Tourism struggling under Canadian policies

Tourism in the nation gets a failing grade from the Canadian Chamber of Commerce

By Carole Rooney

100 Mile House Free Press

Tourism in the nation gets a failing grade from the Canadian Chamber of Commerce in a discussion paper it published this summer.

Restoring Canadian Tourism states that while the global market for tourism is growing at an “astonishing” rate, Canada’s share is shrinking.

It notes the tourism sector is “intensely” competitive – and Canada is not successfully competing.

“Canada’s ‘brand’ is consistently in the top three worldwide with high interest from travellers,” the report states.

“Yet, despite its stellar reputation, tourism in Canada is still punching below its weight.”

Cariboo Chilcotin Coast Tourism Association president Pat Corbett says Canada’s largest service industry export is the Canadian tourism industry.

“It is imperative for the Canadian economy to maximize all industry sector opportunities, and the current federal-government policies are restricting the flow of people to Canada.

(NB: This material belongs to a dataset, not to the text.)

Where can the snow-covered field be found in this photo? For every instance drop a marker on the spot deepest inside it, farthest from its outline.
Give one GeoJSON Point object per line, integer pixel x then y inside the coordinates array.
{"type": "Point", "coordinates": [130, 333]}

Much like a pipeline to allow the flow of gas and oil from source to market, we need government actions to open up the valve allowing foreign tourists to come, as they once did.”

The discussion paper is an “excellent” document on the changes required to improve federal tourism policies, he adds.

A decade ago, Canada was among the top 10 destinations in international arrivals, but the report indicates it has slid since then, from seventh to 16th place.

“Canada’s decline is not because it has suddenly become less beautiful, engaging or safe – characteristics that have always drawn visitors here,” notes the report.

“Rather, Canada has failed to respond to changing realities. It has failed to respect the growing choices travellers have, and it has failed to fight for its future.”

Corbett agrees with the discussion paper’s viewpoint that public policy changes are needed to increase the flow of foreigners back into the country, as, he notes, has been successfully done in the United States.

“… We need governmental commitment to the public policy changes recommended in the [Restoring Canadian Tourism] report to open up the flow of foreign tourists to Canada.”

If this is done domestically, he says it will represent billions of dollars in sector revenues and millions in new government tax revenues, as well as thousands of jobs for small businesses across many Canadian communities.